The first was Cy Young's 511 career wins. The second was Johnny Vander Meer's consecutive no-hitters in 1938. Even if Major League Baseball is comprised of ultra-powerful cyborgs in the future, those records are not falling.
On Monday, a third unbreakable record was set. In an otherwise unspectacular 6-4 victory over the Minnesota Twins, New York Yankees closer Mariano Rivera recorded his 602nd career save. That figure gives him sole possession of baseball's all-time saves record, which was previously held by longtime San Diego Padres great Trevor Hoffman.
If you wanted to, you could entertain the notion that Rivera's record will be broken at some point down the line. After all, there will never be a shortage of good closers and, at some point, there will surely be someone who makes a run at Rivera's mark.
But nobody is going to break it. There are a couple of reasons why.
Longevity and Consistency
Rivera has been in the big leagues for 17 seasons and he's been the Yankees' full-time closer for 15 seasons. He has appeared in at least 45 games every season since 1996, and he's currently ninth on the all-time appearances list with 1,038.
This kind of reliability is rare for any pitcher—and it's even rarer for relievers.
For a variety of reasons, relievers just don't tend to last, and the ones who do generally don't last nearly as long as Rivera has.
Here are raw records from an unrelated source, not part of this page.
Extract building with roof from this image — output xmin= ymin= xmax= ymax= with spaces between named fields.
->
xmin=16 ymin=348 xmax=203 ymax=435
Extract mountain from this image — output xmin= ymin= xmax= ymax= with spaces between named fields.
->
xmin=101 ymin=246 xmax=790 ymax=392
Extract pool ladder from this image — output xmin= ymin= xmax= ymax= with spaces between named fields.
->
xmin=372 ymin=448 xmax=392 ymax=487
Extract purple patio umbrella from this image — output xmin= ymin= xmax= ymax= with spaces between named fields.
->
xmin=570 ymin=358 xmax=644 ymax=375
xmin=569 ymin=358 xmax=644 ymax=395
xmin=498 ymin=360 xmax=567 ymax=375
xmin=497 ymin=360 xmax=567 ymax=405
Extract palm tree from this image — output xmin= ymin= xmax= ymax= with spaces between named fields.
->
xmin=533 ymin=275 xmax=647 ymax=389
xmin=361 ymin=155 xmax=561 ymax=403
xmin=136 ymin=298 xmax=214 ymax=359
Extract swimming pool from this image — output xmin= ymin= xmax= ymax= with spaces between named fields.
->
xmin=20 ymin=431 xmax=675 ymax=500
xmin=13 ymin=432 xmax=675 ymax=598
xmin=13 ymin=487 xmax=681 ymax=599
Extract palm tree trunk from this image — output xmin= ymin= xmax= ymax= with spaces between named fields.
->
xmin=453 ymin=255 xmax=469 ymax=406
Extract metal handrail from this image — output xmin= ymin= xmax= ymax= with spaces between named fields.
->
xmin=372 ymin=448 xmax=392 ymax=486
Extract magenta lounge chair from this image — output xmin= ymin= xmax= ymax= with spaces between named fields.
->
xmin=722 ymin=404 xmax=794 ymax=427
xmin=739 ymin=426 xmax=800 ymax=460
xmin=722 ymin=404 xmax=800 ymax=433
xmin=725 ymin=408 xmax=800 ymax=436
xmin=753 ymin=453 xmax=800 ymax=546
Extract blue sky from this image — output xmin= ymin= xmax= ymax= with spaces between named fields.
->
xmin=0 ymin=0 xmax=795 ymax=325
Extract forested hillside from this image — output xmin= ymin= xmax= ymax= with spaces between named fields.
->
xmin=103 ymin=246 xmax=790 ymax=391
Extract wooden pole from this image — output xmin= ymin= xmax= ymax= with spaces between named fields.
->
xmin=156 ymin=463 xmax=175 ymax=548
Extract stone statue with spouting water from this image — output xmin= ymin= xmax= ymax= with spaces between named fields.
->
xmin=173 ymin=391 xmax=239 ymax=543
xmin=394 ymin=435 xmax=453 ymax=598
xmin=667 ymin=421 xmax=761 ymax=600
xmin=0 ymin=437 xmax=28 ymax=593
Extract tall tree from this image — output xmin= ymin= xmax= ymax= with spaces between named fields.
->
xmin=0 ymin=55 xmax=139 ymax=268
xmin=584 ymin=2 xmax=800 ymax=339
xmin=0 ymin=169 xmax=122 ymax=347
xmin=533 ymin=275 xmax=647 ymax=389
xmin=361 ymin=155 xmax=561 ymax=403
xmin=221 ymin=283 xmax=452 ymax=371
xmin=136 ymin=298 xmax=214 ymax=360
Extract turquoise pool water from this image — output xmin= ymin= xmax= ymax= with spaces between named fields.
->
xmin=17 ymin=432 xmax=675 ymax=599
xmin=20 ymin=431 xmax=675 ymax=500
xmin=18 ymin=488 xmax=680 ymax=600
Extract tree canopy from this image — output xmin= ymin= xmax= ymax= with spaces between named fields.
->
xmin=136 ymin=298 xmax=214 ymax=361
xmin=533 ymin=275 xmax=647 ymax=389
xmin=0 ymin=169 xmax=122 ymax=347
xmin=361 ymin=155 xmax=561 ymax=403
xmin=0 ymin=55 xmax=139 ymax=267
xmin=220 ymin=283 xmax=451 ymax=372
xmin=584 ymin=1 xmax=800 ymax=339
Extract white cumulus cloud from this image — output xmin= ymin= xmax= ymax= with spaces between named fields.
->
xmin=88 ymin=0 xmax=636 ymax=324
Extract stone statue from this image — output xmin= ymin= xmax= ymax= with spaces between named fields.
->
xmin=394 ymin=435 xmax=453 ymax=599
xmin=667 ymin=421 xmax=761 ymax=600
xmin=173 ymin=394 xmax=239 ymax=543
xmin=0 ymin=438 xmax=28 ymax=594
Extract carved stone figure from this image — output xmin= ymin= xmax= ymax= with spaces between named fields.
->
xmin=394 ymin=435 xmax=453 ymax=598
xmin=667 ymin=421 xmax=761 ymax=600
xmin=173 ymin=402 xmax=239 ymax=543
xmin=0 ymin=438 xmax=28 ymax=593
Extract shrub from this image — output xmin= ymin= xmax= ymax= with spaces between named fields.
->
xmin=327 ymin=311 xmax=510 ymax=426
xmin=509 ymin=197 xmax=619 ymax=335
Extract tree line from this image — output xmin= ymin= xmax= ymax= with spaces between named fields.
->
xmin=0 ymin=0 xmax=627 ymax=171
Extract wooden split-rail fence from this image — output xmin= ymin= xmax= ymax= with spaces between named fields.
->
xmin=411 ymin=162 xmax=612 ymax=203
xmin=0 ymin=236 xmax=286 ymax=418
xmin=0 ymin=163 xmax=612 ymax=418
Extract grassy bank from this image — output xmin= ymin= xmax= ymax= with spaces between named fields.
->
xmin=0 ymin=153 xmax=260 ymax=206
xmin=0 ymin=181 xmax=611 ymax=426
He's often been called a freak of nature, and it's hard to argue the point.
Of course, Rivera would not have lasted this long had he been lousy at his job, and that brings us to the next reason his record will never fall.
Another point that has often been made about Rivera is that he has been so dominant for so long using, primarily, just one pitch: his vicious cutter.
But you really have to look at the numbers to understand just how dominant Rivera has been.
On the all-time lists, Rivera's career ERA of 2.22 is good for 13th, his career hits per nine innings pitched of 6.95 is good for sixth and his career WHIP of 0.99 is good for second.
This is not among relievers. This is among all pitchers. To say that he is one of the most dominant pitchers in baseball history is not an understatement.
Clearly, the fact that Rivera's average season consists of 39 saves is not an accident. It is, however, a byproduct of Rivera's partnership with the Yankees.
As great as Rivera is, there's no way he gets to 602 career saves without a little help from the Yankees; he doesn't get saves unless the Yankees give him games to save.
And the Yankees have certainly done that.
Since Rivera's first full season in 1996, the Yankees have won a grand total of 1,460 games; Rivera has saved 41 percent of them.
If the Yankees win, say, 1,260 games during Rivera's career, he would thus be sitting on 516 saves at the moment—85 saves off Hoffman's pace.
Crude mathematics, perhaps, but you get the idea. Rivera's personal success has very much been aided by his team's success. The Yankees can thank him for being so good, and he can thank the Yankees for being so good.
So, in order to beat Rivera's saves mark, a pitcher will have to close for well over a decade, be dominant and play for a consistent winner. Just like Rivera, he's going to have to be good and blessed. To actually beat Rivera, he's going to have to be better and more blessed than him.
I admit, it could happen. But I think the odds are very, very slim. I think all you have to do is look at the all-times saves list and take note of how there are no active closers who count as legitimate threats to Rivera's record. The closest active pitcher is Francisco Cordero, with 323 saves, and he's 36 years old.
Oh, by the way, Rivera's not done yet.
His contract doesn't expire until after next season and I think we all know he's not about to walk away ahead of time. By the end of 2012, he could very well have over 650 saves.
Wherever Rivera ends up, it will be a figure that we're going to have to get used to, folks. It's not going anywhere.